The coroner said the disorder she suffered from -- mosaicism -- would be treated far differently today.
'The sex of this infant would be ambiguous at the time of its birth,' he wrote. 'The baby would then be brought to the attention of experts in the field of genetics, endocrinology and corrective surgery.
'Very soon then ... a decision would be made as to whether this child should be raised as a male or female. Then reconstructive surgery would be performed. For all social purposes, this child would appear and lead the life of an individual of the chosen sex.'
Gerber said such surgery was not available until the 1940s.
The issue was raised by television station WKYC a few days after Walsh was killed and it caused an uproar in the local Polish community. Some groups even threatened legal action but no suits have been filed yet.
Walsh married Harry Olsen in 1956 in California so she could claim a spot on the U.S. Olympic team -- which had been denied her because of her Polish nationality -- but by that time her career was finished. The marriage only lasted two months.
Olsen said he always thought of her as a woman.
'I feel stupid as hell for marrying her,' he told the Cleveland Plain Dealer. 'It's really strange. I guess she was a freak of nature. I'm very shook up about all this.' He also told the Plain Dealer they had sex a few times but with the lights out.

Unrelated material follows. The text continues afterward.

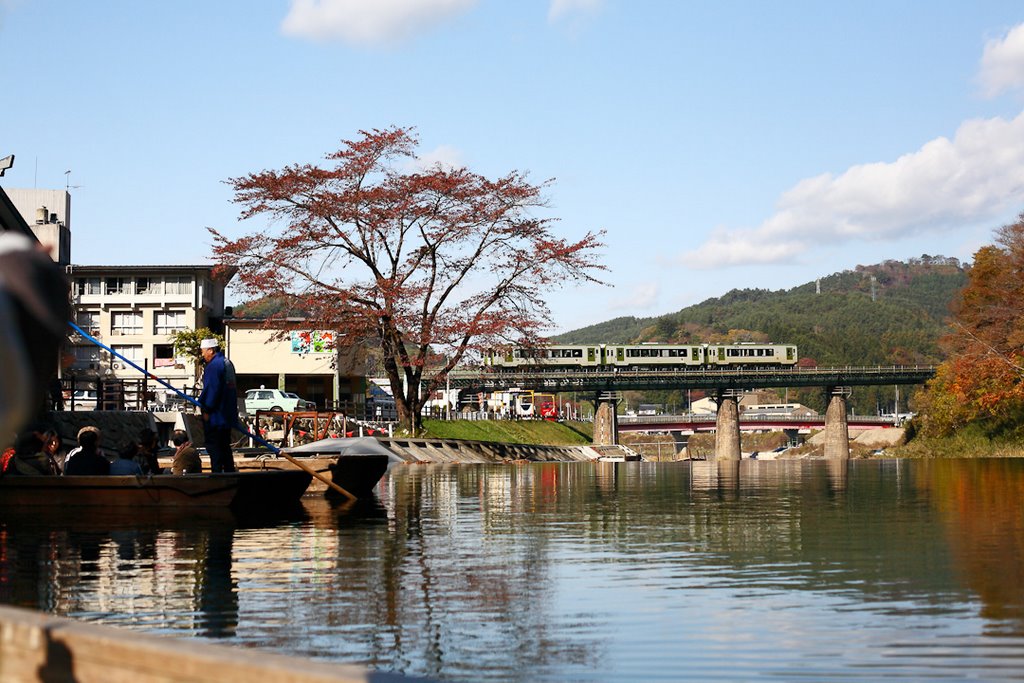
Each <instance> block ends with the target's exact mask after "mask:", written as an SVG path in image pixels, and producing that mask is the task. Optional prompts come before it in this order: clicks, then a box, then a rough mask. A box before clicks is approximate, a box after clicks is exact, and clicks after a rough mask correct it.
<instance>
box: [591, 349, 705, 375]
mask: <svg viewBox="0 0 1024 683" xmlns="http://www.w3.org/2000/svg"><path fill="white" fill-rule="evenodd" d="M703 358H705V351H703V348H702V347H701V345H700V344H678V345H676V344H609V345H607V346H605V347H604V364H605V365H606V366H609V367H611V368H618V369H626V368H636V369H637V370H654V369H666V370H672V369H679V368H699V367H700V366H702V365H703V362H705V359H703Z"/></svg>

Beverly Perret Conyers, a friend of Walsh's who lives in Rome, Ohio, said Walsh discussed the issue with her once, without going into detail.
'She asked me if God did this to her,' said Conyers. 'I said no, it was a mistake.'
She said Walsh was troubled by her biological problems and shied away from changing in locker rooms, but never felt any qualms about competing as a woman in track meets.